O presidente da FIFA, Joseph S. Blatter, afirmou que a Copa das Confederações da FIFA Brasil 2013 proporcionou um futebol "da mais alta qualidade" em comparação com os torneios anteriores durante uma coletiva de imprensa realizada no Rio de Janeiro nesta sexta-feira(28).
Antes das entrevistas, foram ressaltados os 61 gols marcados em solo brasileiro (média de 4,36 por jogo) e a audiência superior a 50,4 millhões de telespectadores em apenas dez países para a partida entre Brasil e Itália pelo Grupo A, no último sábado. Também se destacou uma pesquisa independente mostrando que 71% dos brasileiros apoiam a realização da Copa do Mundo da FIFA 2014 no país.
Estiveram presentes à coletiva o ministro do Esporte, Aldo Rebelo, o presidente da CBF e do Comitê Organizador Local, José Maria Marin, o secretário-geral da FIFA, Jérôme Valcke, e o CEO do Comitê Organizador Local, Ricardo Trade.
Joseph S. Blatter, presidente da FIFA
Do ponto de vista da organização do torneio, estou especialmente feliz com o que aconteceu aqui.
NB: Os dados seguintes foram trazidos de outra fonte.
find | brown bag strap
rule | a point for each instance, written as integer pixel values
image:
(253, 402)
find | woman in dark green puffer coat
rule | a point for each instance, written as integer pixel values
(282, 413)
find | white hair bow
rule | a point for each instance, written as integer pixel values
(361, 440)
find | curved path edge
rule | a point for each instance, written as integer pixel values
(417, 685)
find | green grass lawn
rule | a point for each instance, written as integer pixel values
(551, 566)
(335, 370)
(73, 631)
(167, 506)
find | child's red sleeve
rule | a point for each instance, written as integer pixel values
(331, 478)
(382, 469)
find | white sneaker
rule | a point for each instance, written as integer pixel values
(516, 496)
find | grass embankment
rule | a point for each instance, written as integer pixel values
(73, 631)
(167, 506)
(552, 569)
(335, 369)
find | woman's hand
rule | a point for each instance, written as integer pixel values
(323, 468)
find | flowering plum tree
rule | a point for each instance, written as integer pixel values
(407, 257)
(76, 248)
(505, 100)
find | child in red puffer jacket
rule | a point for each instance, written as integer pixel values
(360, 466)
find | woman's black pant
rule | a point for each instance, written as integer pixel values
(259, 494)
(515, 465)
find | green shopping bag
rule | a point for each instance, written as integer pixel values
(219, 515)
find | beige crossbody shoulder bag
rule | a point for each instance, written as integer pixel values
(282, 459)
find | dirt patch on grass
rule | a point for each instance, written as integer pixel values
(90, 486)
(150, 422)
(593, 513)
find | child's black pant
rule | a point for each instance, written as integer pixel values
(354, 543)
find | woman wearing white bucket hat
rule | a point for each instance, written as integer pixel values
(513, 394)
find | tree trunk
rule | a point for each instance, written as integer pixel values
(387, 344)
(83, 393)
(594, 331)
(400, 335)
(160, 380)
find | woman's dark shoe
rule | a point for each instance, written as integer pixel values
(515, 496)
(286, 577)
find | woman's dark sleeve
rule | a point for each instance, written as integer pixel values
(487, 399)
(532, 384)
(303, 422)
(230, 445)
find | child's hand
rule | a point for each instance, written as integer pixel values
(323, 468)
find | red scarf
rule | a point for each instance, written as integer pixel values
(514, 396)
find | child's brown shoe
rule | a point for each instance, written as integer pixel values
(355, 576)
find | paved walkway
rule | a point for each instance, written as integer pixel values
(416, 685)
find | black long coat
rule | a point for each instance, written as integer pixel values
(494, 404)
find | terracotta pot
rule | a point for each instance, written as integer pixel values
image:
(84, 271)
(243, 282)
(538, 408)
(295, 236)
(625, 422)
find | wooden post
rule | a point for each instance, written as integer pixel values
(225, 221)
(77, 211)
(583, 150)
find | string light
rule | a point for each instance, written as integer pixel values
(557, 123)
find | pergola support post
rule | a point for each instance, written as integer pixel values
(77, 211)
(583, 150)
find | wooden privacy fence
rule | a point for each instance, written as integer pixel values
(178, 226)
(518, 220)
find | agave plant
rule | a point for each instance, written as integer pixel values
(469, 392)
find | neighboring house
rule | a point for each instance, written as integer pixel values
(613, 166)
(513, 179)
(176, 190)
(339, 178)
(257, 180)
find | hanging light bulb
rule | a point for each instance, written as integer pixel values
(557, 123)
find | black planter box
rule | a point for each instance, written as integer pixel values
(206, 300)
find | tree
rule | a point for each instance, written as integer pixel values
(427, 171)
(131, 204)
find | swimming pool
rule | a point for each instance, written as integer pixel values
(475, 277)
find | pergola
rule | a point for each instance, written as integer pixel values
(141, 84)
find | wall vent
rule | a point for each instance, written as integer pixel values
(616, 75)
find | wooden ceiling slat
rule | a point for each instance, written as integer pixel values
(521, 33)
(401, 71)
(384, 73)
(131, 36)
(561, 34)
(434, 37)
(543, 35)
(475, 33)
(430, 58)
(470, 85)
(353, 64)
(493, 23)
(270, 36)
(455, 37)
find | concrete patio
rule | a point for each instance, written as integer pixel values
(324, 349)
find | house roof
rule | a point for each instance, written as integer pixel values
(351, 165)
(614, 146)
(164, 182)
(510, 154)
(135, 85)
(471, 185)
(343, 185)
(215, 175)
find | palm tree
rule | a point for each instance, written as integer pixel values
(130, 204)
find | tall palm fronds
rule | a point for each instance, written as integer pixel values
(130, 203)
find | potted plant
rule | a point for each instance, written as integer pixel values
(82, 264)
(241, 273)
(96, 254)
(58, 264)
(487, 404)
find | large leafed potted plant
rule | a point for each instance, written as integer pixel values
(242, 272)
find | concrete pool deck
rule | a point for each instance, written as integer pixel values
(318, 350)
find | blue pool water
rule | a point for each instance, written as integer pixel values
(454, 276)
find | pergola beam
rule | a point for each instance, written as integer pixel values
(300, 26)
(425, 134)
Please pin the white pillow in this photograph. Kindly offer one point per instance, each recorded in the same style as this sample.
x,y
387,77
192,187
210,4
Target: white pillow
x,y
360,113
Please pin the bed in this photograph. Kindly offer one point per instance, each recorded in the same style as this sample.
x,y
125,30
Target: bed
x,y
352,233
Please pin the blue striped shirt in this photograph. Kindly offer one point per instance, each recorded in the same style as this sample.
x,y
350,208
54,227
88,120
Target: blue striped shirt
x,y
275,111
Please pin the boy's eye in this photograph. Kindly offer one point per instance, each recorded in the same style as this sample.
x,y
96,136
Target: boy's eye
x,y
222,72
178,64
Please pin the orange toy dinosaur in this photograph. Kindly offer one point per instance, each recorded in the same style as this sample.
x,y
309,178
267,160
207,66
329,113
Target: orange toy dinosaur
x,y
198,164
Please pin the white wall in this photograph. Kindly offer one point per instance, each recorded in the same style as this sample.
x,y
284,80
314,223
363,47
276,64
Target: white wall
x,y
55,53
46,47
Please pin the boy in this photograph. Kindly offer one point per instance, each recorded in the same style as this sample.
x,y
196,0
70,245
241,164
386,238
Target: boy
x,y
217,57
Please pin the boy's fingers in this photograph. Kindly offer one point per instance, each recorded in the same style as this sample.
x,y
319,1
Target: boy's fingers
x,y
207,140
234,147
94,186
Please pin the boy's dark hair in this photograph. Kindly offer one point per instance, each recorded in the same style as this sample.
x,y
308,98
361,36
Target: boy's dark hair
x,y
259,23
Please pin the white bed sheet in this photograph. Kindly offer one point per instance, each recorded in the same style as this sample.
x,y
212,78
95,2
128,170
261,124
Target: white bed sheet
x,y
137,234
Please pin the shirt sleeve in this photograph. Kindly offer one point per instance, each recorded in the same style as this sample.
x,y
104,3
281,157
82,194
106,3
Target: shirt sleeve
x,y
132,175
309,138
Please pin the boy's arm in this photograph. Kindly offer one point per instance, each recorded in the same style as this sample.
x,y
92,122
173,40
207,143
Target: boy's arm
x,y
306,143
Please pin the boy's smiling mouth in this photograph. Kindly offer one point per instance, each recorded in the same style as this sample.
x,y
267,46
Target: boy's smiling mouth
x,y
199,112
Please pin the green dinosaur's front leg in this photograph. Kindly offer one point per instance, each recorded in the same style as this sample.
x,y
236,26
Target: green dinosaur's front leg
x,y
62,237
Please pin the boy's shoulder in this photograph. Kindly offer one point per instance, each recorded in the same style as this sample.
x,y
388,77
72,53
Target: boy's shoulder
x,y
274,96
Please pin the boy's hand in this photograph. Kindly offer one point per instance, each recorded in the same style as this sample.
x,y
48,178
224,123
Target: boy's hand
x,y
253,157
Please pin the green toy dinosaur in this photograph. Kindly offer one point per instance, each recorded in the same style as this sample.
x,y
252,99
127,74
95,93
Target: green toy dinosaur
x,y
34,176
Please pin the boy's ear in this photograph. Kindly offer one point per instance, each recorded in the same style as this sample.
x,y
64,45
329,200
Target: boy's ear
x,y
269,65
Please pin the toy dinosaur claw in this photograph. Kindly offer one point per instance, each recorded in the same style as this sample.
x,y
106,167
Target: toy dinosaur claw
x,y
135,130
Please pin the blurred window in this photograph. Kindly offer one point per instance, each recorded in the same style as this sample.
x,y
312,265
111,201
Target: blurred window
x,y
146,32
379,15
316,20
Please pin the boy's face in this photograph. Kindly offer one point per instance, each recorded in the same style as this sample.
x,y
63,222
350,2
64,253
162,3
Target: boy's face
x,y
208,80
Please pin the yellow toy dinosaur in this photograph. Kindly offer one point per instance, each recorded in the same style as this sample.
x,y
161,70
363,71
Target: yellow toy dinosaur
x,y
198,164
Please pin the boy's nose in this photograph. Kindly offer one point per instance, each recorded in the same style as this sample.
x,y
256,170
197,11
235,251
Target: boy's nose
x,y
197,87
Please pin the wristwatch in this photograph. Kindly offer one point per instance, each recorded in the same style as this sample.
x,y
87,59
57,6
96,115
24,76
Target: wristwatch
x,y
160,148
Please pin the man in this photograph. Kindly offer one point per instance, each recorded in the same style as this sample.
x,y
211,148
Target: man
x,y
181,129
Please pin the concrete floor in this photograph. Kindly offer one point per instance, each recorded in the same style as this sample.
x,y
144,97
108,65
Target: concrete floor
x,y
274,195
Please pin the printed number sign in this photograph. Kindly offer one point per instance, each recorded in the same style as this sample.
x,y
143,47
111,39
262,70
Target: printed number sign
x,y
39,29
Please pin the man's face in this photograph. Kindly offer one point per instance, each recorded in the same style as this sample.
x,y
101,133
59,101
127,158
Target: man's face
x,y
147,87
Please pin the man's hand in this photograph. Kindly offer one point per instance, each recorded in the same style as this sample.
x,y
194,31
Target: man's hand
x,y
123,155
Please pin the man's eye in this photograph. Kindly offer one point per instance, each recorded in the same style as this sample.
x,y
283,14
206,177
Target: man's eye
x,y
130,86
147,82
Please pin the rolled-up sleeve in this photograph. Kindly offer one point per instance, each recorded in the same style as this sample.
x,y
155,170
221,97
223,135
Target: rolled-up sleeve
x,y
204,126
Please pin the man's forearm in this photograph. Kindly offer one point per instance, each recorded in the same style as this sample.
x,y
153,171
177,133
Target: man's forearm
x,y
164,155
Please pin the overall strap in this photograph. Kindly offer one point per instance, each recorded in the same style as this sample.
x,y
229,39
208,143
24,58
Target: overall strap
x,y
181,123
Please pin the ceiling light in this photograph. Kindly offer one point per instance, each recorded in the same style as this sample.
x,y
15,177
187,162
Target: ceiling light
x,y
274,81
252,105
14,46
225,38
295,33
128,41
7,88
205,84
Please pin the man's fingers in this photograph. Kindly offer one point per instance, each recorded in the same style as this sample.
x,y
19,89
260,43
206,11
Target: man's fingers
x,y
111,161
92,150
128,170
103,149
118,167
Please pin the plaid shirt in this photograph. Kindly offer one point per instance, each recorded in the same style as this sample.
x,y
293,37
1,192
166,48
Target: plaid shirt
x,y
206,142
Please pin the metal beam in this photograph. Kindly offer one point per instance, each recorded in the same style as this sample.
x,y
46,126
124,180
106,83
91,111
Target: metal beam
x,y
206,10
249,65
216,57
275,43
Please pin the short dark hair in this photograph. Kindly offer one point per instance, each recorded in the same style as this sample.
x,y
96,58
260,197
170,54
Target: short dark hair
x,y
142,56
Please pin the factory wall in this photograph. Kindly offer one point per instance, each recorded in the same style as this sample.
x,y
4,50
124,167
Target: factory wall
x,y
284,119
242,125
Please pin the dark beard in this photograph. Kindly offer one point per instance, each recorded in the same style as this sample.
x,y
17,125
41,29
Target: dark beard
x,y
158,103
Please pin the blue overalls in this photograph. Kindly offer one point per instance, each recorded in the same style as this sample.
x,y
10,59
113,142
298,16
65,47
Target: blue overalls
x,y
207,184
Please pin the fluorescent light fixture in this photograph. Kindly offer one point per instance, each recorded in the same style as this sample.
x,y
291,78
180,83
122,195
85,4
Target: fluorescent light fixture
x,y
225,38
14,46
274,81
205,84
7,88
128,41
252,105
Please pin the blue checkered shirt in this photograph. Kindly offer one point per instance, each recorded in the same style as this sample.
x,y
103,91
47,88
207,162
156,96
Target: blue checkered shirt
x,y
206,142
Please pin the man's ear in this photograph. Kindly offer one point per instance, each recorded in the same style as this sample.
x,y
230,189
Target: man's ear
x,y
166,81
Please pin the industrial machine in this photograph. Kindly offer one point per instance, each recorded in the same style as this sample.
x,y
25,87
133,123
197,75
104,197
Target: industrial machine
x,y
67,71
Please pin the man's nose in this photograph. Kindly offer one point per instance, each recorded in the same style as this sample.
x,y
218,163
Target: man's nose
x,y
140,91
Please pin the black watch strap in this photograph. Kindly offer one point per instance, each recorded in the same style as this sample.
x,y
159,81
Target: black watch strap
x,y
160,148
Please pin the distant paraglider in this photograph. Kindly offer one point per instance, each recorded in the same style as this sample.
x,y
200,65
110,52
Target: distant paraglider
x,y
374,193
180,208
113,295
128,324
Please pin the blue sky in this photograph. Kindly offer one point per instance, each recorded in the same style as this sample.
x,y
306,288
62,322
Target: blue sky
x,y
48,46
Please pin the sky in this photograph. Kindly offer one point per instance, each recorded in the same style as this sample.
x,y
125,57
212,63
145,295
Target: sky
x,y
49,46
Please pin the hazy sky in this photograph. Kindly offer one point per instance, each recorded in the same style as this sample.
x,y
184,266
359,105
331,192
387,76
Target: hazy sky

Só recebemos elogios das oito delegações participantes da competição. 
Olhando para dentro de campo, preciso admitir que esta foi a melhor Copa das Confederações da FIFA que já organizamos em termos de qualidade do futebol. As partidas foram atraentes e intensas, mas limpas, sem nenhum cartão vermelho.
Obviamente, o torneio foi disputado em um contexto de agitação social, mas acho que o futebol desempenhou um papel positivo aqui. Consigo entender a agitação social, mas o futebol une as pessoas. Quando digo isso, digo que o futebol uniu as pessoas nos estádios. Foi uma boa competição e estamos felizes por voltar no ano que vem para a Copa do Mundo da FIFA.
Temos trabalhado em conjunto para deixar um legado com este Mundial, não só pelos estádios, mas também para o meio-ambiente e para a sociedade — e é por isso que estamos organizando o Seminário Football for Hope em Belo Horizonte.
Esta foi a primeira vez em que a FIFA introduziu o passaporte biológico para o controle antidoping de sangue e urina. Todos os testes realizados com todos os jogadores na competição deram negativo. A tecnologia da linha do gol também funcionou bem e, embora ela não tenha sido utilizada diretamente em um lance duvidoso, os árbitros estão satisfeitos com ela.
José Maria Marin, presidente do Comitê Organizador Local
Trabalhamos intensamente nos últimos meses para poder realizar não só um ensaio para a Copa do Mundo, mas um evento de padrão internacional que mostra a nossa capacidade de fazer algo melhor e ainda mais especial no ano de 2014. Tiramos lições que serão repassadas às outras cidades-sede.
Aldo Rebelo, ministro do Esporte
Acredito que o Brasil fez o máximo para organizar a Copa das Confederações da FIFA, correspondendo a todas as expectativas do país e do mundo. Na final, veremos a seleção pentacampeã mundial contra a atual campeã aqui no Rio.
Obviamente, as partidas aconteceram durante os protestos no Brasil, os quais começaram em São Paulo antes de se espalharem para outras cidades. Houve pessoas que tentaram relacionar as manifestações com a Copa do Mundo da FIFA, mas acredito que elas começaram por problemas internos, questões de transporte, saúde e educação. Mesmo com os protestos, o torneio ocorreu com segurança para os torcedores e para as delegações. Em suma, enfrentamos esses desafios, mas os planos operacionais funcionaram. As manifestações são um direito democrático, mas as pessoas também têm o direito de ir aos jogos com segurança.